Tech Talk Slide Deck

Unified Big Data Analytics: Any Stack, Any Cloud

Tags: , , , ,

The big data stack has heavily evolved over the past few years with an explosion of data frameworks starting with MapReduce and expanding to Apache Spark, Presto, Hive on the structured data side as well as TensorFlow, Caffe on AI and ML side. In addition, the approach to managing and storing data has evolved as well starting from HDFS and now moving to newer approaches like object stores. With all the possible combinations of accessing data, data engineering has become increasingly complex, particularly in the hybrid and multi-cloud environments. Users are increasingly adding a new layer to their data stack that unifies files and objects and provides data locality across separated compute and storage environments.

This is the fundamental problem Alluxio solves. Alluxio is an open-source virtual distributed file system that provides a unified data access layer for hybrid and multi-cloud deployments. Alluxio enables distributed compute engines like Spark, Presto or Machine Learning frameworks like TensorFlow to transparently access different persistent storage systems (including HDFS, S3, Azure and etc) while actively leveraging in-memory cache to accelerate data access. Developed originally from UC Berkeley AMPLab as research project “Tachyon”, Alluxio has more than 900 contributors and is used by over 100 companies worldwide with the largest production deployment over 1000 nodes.

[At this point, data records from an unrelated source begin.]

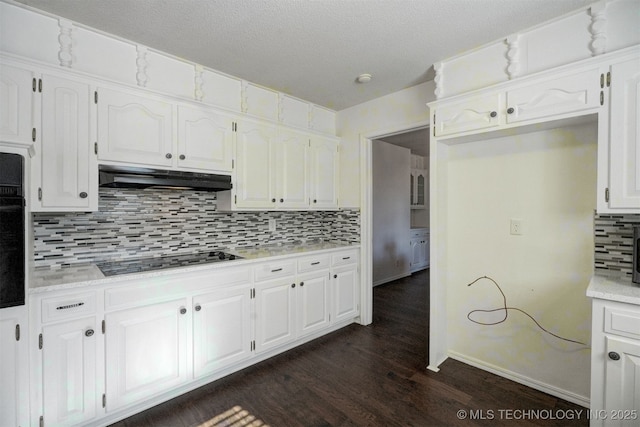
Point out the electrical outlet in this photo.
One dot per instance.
(517, 227)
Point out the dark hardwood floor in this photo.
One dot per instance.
(365, 376)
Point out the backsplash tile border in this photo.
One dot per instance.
(144, 223)
(614, 244)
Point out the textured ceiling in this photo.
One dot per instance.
(314, 49)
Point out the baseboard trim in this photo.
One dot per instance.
(390, 279)
(522, 379)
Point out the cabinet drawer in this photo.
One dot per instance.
(345, 257)
(621, 322)
(64, 307)
(274, 270)
(313, 263)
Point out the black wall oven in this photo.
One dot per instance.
(12, 230)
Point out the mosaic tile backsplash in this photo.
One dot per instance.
(614, 244)
(152, 222)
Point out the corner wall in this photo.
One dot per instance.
(546, 179)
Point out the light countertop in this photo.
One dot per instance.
(614, 289)
(47, 279)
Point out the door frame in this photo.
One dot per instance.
(366, 210)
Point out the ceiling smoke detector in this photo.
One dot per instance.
(363, 78)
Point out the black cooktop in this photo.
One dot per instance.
(138, 265)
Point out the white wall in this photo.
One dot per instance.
(398, 111)
(391, 216)
(548, 180)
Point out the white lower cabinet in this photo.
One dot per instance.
(69, 372)
(221, 329)
(14, 376)
(105, 352)
(615, 364)
(146, 351)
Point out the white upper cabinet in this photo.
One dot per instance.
(473, 114)
(254, 184)
(555, 96)
(291, 169)
(324, 169)
(205, 139)
(64, 168)
(134, 128)
(624, 137)
(17, 87)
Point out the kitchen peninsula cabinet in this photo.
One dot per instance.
(615, 352)
(18, 87)
(64, 172)
(222, 328)
(146, 351)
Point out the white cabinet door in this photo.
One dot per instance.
(17, 87)
(205, 140)
(254, 186)
(221, 329)
(290, 170)
(312, 302)
(146, 351)
(323, 173)
(69, 358)
(553, 97)
(275, 313)
(622, 381)
(624, 136)
(133, 128)
(64, 169)
(477, 113)
(345, 293)
(14, 361)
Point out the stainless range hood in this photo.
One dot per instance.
(136, 177)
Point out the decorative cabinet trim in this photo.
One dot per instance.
(65, 38)
(141, 64)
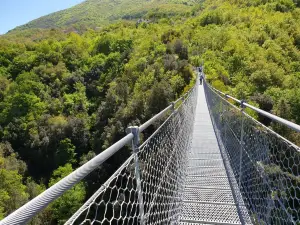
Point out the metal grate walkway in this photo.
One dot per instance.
(207, 196)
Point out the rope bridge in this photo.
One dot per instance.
(208, 163)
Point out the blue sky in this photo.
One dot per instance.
(18, 12)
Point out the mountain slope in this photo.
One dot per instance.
(93, 13)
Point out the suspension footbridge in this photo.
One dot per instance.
(208, 162)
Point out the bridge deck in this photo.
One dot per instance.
(207, 197)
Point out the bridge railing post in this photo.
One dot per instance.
(241, 141)
(137, 170)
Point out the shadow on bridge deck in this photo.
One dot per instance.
(208, 196)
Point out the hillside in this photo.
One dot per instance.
(66, 96)
(97, 13)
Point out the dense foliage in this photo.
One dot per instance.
(66, 97)
(96, 13)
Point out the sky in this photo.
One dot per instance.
(18, 12)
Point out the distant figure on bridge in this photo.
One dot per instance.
(201, 78)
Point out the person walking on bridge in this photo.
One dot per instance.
(201, 78)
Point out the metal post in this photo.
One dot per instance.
(241, 141)
(135, 149)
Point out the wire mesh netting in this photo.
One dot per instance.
(161, 167)
(266, 166)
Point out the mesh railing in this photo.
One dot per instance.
(266, 166)
(147, 188)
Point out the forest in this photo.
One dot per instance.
(67, 96)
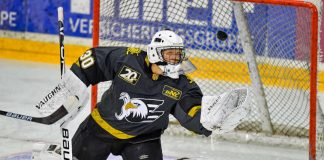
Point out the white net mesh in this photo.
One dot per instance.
(281, 39)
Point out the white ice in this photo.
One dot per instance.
(23, 84)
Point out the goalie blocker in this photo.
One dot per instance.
(224, 112)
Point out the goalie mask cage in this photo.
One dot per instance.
(270, 46)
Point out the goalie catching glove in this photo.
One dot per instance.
(71, 92)
(223, 113)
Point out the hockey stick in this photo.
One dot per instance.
(61, 39)
(66, 146)
(54, 117)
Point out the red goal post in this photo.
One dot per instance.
(309, 45)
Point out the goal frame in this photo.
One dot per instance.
(313, 59)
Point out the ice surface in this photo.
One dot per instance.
(23, 84)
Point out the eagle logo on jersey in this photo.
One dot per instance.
(139, 110)
(133, 51)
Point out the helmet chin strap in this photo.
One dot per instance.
(171, 71)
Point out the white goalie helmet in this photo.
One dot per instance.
(161, 41)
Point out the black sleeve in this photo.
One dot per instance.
(97, 65)
(188, 112)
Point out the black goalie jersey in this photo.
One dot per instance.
(138, 101)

This presentation focuses on how Alluxio helps the big data analytics stack to be cloud-native. The trending Cloud object storage systems provide more cost-effective and scalable storage solutions but also different semantics and performance implications compared to HDFS. Applications like Spark or Presto will not benefit from the node-level locality or cross-job caching when retrieving data from the cloud object storage. Deploying Alluxio to access cloud solves these problems because data will be retrieved and cached in Alluxio instead of the underlying cloud or object storage repeatedly.

Bin Fan and Dipti Borkar from Alluxio will present an overview of Alluxio’s core concepts, architecture, data flow, as well as production use cases. They will also present the architecture to combine big data analytics with Alluxio with use cases from major internet companies including JD.com, Baidu, Tencent and NetEase at a scale of hundreds of nodes in production, and their lessons learned to operate this architecture at scale.